Music in Africa Foundation
- Abbreviation: MIAF
- Formation: July 27, 2013; 12 years ago
- Type: Non-profit
- Legal status: Active
- Headquarters: Johannesburg, South Africa
- Region served: Africa
- Website: www.musicinafrica.net

= Music in Africa Foundation =

Pan-African music non-profit organization

The Music in Africa Foundation (MIAF) is a pan-African non-profit organization established to support the African music sector through information exchange, networking, and professional development. Headquartered in Johannesburg, South Africa, the foundation operates a regional information portal and organizes the annual Music in Africa Conference for Collaborations, Exchange and Showcases (ACCES).

== History ==
The Music in Africa initiative as a collaborative project between the Goethe-Institut and the Siemens Stiftung. The foundation was formally established on 27 July 2013 in Nairobi, Kenya, and officially registered as a non-profit organization in South Africa in February 2014.
In 2015, the foundation launched its full-scale online portal, which serves as a directory for artists, service providers, and industry professionals across the continent.

In 2021, the Music in Africa Foundation conducted nationwide research in South Africa examining the various revenue streams available to music creators. The study, published as the Revenue Streams for Music Creators in South Africa 2022 report, surveyed approximately 3,000 musicians across all nine provinces to assess earnings and income distribution across multiple sources, including live performances, services, grants and funding, brand-related activities, and music rights. According to the findings, the average South African music creator earned a monthly income of R9,890, with total reported earnings across all streams amounting to R141,568,500. Grants and funding contributed the largest proportion of average monthly revenue, followed by live performances, brand-related revenue, services, and music rights. The report was part of the foundation’s pilot phase of its Revenue Streams for African Musicians (RSFAM) project, intended to provide data and insights about financial sustainability in the music industry.

== Activities ==
=== Music in Africa portal ===
The foundation maintains a multilingual web magazine portal (English and French) that provides industry news, educational resources, and a directory of over 50,000 music professionals. It acts as a repository for historical and contemporary information on African music genres and scenes.

=== ACCES Conference ===
The Music in Africa Conference for Collaborations, Exchange and Showcases (ACCES) is the foundation's flagship trade event. Launched in 2017 in Dakar, Senegal, the conference moves to a different African city annually. The event includes panel discussions, networking sessions, and live showcases for export-ready talent.

Year | City | Country
| 2017 | Dakar | Senegal |
| 2018 | Nairobi | Kenya |
| 2019 | Accra | Ghana |
| 2021 | Johannesburg | South Africa |
| 2022/23 | Dar es Salaam | Tanzania |
| 2024 | Kigali | Rwanda |
| 2025 | Tshwane | South Africa |

=== Grant Programs ===
The foundation administers various funding initiatives, including the Sound Connects Fund, supported by the European Union and the Organization of African, Caribbean and Pacific States (OACPS). The fund provides financial support to creative organizations in Southern Africa.

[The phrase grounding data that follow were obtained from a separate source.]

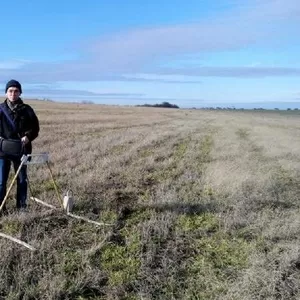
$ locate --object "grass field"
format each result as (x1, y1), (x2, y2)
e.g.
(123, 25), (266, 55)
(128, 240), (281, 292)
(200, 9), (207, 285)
(0, 100), (300, 299)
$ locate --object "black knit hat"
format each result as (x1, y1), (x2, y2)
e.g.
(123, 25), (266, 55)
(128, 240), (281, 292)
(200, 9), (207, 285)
(5, 79), (22, 94)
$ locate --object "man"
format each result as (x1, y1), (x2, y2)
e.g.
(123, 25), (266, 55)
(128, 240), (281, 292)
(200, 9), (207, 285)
(0, 79), (39, 211)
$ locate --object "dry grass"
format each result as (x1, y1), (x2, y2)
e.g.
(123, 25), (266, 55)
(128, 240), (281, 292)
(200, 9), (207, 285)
(0, 100), (300, 299)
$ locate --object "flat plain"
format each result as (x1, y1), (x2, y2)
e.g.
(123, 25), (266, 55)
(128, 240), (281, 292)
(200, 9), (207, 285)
(0, 100), (300, 300)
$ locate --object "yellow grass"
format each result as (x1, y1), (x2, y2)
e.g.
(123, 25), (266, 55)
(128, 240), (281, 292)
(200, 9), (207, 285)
(0, 99), (300, 299)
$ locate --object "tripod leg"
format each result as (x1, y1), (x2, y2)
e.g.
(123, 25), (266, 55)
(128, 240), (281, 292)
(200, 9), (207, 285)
(46, 161), (64, 209)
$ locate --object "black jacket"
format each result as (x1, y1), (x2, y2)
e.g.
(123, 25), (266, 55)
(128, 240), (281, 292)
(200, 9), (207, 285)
(0, 99), (39, 158)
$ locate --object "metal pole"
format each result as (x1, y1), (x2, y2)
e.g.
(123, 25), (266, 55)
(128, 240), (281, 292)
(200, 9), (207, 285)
(26, 174), (35, 199)
(46, 161), (64, 209)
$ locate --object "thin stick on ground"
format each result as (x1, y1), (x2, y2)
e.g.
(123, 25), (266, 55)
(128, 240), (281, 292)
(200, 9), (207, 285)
(0, 232), (36, 251)
(30, 197), (57, 209)
(31, 196), (113, 226)
(67, 212), (113, 226)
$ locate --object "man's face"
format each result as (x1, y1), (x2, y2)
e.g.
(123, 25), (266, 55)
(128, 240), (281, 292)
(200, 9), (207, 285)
(6, 87), (20, 102)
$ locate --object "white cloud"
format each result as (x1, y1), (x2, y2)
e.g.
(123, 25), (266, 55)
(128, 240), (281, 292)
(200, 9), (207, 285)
(76, 0), (300, 72)
(0, 59), (31, 70)
(0, 0), (299, 82)
(156, 66), (300, 77)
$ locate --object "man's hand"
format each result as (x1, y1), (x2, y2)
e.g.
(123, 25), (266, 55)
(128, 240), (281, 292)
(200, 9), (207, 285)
(21, 136), (29, 144)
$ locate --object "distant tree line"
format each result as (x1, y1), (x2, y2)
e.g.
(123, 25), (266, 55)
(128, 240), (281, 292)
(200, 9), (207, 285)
(136, 101), (179, 109)
(198, 107), (299, 111)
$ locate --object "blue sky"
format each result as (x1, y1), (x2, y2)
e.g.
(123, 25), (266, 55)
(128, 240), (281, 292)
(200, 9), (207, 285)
(0, 0), (300, 108)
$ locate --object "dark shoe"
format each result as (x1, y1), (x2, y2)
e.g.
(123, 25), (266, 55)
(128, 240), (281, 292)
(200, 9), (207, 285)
(16, 203), (27, 210)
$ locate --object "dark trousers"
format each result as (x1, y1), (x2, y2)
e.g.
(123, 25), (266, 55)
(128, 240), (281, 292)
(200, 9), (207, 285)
(0, 158), (27, 209)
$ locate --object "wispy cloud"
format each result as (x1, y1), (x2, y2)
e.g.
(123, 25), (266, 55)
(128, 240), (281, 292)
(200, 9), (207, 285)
(78, 0), (299, 70)
(23, 88), (143, 97)
(0, 69), (203, 84)
(120, 74), (202, 84)
(0, 0), (299, 83)
(0, 59), (31, 70)
(156, 66), (300, 78)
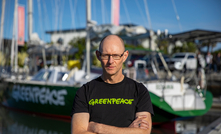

=== Honours and Recognition ===
In November 2019, the Music in Africa Foundation recognized Ghanaian musicians Ebo Taylor and Bibie Brew during the Music in Africa Conference for Collaborations, Exchange and Showcases (ACCES), held in Accra, Ghana. The recognition formed part of the foundation’s activities at the conference and was presented in acknowledgement of the artists’ contributions to African music. The event was attended by music professionals, artists, and stakeholders from across the continent and beyond, and featured performances, panel discussions, and networking sessions associated with the ACCES conference program.

== Partnerships ==
In January 2025, the foundation formalized a partnership with the African Union Commission to advance the implementation of the AU Plan of Action on Cultural and Creative Industries. MIAF also collaborates with UNESCO on initiatives such as JazzWomenAfrica, which focuses on gender equality in the music sector.

== Governance ==
The foundation is governed by a pan-African board of directors. Maimouna Dembélé served as chairperson for two terms, succeeded by Marcus Tawanda Gora in 2022.

The Music in Africa Foundation is led by its founding executive director, Eddie Hatitye. In a 2025 interview with GQ South Africa, Hatitye discussed the foundation’s work in providing information, training, and industry convenings for music professionals in Africa, including its organisation of the annual Music in Africa Conference for Collaborations, Exchange and Showcases (ACCES). He also commented on structural challenges facing the African music sector, such as access to infrastructure, skills development, and income generation.